JackAILab / ConsistentID

Customized ID Consistent for human
MIT License
845 stars 76 forks source link

Does the checkpoint on huggingface use decoupled cross attention? #41

Closed ngsitrong26 closed 5 months ago

ngsitrong26 commented 5 months ago

if cross_attention_dim is None: attn_procs[name] = Consistent_AttProcessor( hidden_size=hidden_size, cross_attention_dim=cross_attention_dim, rank=self.lora_rank, ).to(self.device, dtype=self.torch_dtype) else: attn_procs[name] = Consistent_IPAttProcessor( hidden_size=hidden_size, cross_attention_dim=cross_attention_dim, scale=1.0, rank=self.lora_rank, num_tokens=self.num_tokens, ).to(self.device, dtype=self.torch_dtype)

vuongminh1907 commented 5 months ago

@JackAILab I am also concerned about the issue. You have text embedding and image embedding. Do you use cross-attention or decouple ? image

gaoyixuan111 commented 5 months ago

First, the hidden states after self-attention are used with the text for cross-attention. Then, the same hidden states are used with image embeds for cross-attention calculation. Finally, the results of the two attentions are added together, so there are two decoupled cross-attention operations.

vuongminh1907 commented 5 months ago

So may be the same with ip-adapter, right ?

JackAILab commented 5 months ago

hi, @vuongminh1907 , yes, ConsistentID uses the same attention decoupling structure as IPAdapter.

@ngsitrong26 , the inference demo also uses decoupled cross attention. Consistent_AttProcessor defines the attention score of multimodal text, that's important, the attention score matrix of multimodal text needs to be returned from Consistent_AttProcessor. attention_L157.

gaoyixuan111 commented 5 months ago

@JackAILab If I'm not using the ID-Preservation network functionality, can I directly use the Fine-grained Multimodal text prompts in the IP-Adapter model without redefining the attention mechanism in it?

ngsitrong26 commented 5 months ago

@JackAILab i went deeper into the source code and found that only Consistent_IPAttProcessor handles decouple cross attention, while Consistent_AttProcessor does not. So, do you use Consistent_IPAttProcessor or Consistent_AttProcessor? I also see in the checkpoint the weight of the decouple

gaoyixuan111 commented 5 months ago

@JackAILab In class Consistent_AttProcessor, the LoRA parameters are updated. However, in class Consistent_IPAttProcessor, the choice is to not update the LoRA weights. Could you explain the reason and purpose behind this decision? for module in [self.to_q_lora, self.to_k_lora, self.to_v_lora, self.to_out_lora, self.to_k_ip, self.to_v_ip]: for param in module.parameters(): param.requires_grad = False

JackAILab commented 5 months ago

@ngsitrong26 hi, sorry for the late reply, I've been busy with some other projects recently.

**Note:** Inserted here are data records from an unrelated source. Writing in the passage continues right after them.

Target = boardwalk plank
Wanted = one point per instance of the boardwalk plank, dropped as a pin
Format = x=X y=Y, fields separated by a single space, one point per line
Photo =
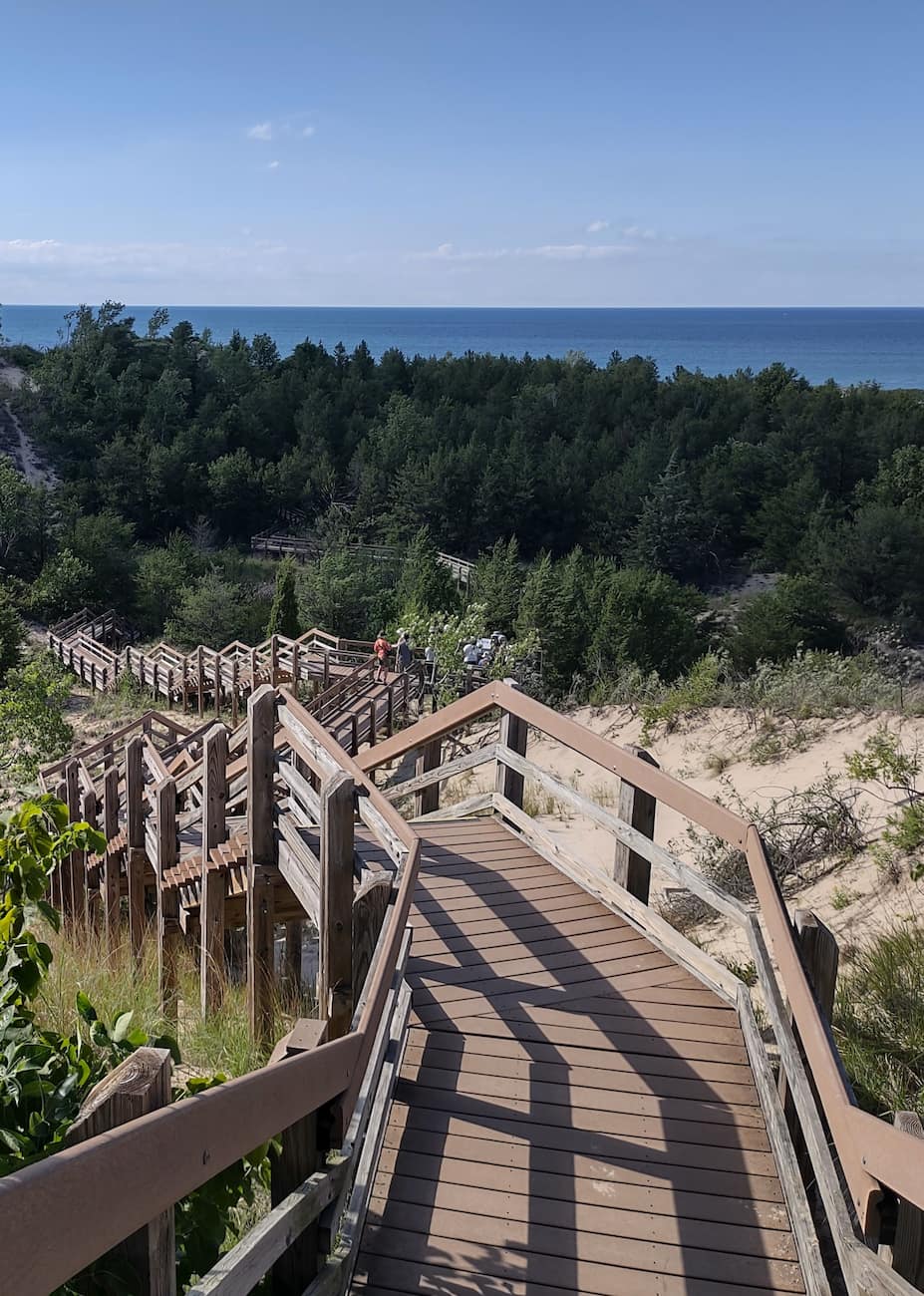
x=574 y=1111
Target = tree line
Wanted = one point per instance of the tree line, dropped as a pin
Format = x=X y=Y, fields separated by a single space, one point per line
x=605 y=493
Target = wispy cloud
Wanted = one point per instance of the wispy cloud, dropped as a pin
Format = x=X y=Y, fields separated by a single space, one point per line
x=285 y=126
x=547 y=251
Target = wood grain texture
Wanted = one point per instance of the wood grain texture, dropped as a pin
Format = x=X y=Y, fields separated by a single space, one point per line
x=574 y=1111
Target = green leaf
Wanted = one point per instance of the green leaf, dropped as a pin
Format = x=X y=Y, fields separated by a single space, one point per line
x=121 y=1028
x=85 y=1007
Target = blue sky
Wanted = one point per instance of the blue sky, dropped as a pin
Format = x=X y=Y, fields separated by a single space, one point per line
x=504 y=154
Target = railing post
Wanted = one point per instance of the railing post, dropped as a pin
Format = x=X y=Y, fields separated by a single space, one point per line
x=335 y=970
x=637 y=808
x=137 y=1087
x=260 y=858
x=299 y=1156
x=111 y=860
x=431 y=757
x=293 y=957
x=513 y=734
x=212 y=880
x=135 y=853
x=820 y=957
x=89 y=812
x=76 y=860
x=907 y=1248
x=167 y=898
x=199 y=681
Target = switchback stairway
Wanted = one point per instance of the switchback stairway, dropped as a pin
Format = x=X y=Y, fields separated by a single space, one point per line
x=521 y=1079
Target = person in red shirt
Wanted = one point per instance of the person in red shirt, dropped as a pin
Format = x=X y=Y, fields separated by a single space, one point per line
x=381 y=648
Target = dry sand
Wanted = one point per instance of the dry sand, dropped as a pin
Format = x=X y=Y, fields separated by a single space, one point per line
x=854 y=898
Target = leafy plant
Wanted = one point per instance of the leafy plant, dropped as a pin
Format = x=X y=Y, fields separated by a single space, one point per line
x=33 y=727
x=44 y=1075
x=883 y=760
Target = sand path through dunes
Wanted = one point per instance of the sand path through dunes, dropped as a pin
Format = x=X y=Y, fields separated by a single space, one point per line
x=14 y=440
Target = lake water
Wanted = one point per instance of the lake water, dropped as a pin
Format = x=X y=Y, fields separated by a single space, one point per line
x=881 y=345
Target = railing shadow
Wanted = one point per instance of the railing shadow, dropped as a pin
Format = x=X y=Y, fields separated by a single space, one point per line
x=683 y=1161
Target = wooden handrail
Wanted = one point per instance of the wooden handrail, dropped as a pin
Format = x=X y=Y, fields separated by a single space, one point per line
x=103 y=1190
x=896 y=1154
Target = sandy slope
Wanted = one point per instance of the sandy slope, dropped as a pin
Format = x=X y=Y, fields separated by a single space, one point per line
x=689 y=753
x=25 y=455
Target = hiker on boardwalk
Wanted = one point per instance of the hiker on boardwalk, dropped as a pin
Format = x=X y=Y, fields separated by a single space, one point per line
x=403 y=653
x=381 y=648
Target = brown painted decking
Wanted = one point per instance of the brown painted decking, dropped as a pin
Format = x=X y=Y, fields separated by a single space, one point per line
x=574 y=1114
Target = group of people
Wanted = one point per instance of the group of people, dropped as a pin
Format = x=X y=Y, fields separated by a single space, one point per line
x=478 y=653
x=403 y=656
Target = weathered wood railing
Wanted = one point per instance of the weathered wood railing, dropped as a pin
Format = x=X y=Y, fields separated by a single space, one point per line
x=277 y=544
x=879 y=1162
x=325 y=1092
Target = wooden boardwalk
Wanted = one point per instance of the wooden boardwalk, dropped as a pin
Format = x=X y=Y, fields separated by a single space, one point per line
x=574 y=1113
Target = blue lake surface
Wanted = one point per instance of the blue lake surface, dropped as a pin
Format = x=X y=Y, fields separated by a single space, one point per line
x=881 y=345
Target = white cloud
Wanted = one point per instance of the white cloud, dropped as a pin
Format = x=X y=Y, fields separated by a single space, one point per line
x=547 y=251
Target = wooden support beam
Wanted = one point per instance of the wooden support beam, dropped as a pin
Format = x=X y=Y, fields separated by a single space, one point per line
x=199 y=681
x=427 y=800
x=167 y=898
x=637 y=809
x=820 y=957
x=299 y=1154
x=212 y=880
x=111 y=863
x=907 y=1248
x=139 y=1085
x=368 y=914
x=90 y=812
x=135 y=853
x=76 y=867
x=293 y=958
x=260 y=855
x=513 y=734
x=335 y=971
x=273 y=660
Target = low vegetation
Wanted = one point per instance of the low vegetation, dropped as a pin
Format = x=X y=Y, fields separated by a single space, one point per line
x=879 y=1020
x=56 y=1042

The attention of both Consistent_AttProcessor and Consistent_IPAttProcessor is used. You can check the model weights through code convert_weights.py. The weights starting with odd numbers are based on the weights obtained by Consistent_AttProcessor, and the weights starting with even numbers are based on the weights obtained by Consistent_IPAttProcessor. image

This is because it is set during the training process, refer to train.py. If you have any questions and ideas, please feel free to raise them and PR.

JackAILab commented 5 months ago

@gaoyixuan111 Great observation, this was just for debugging purposes. We have updated the attention.py.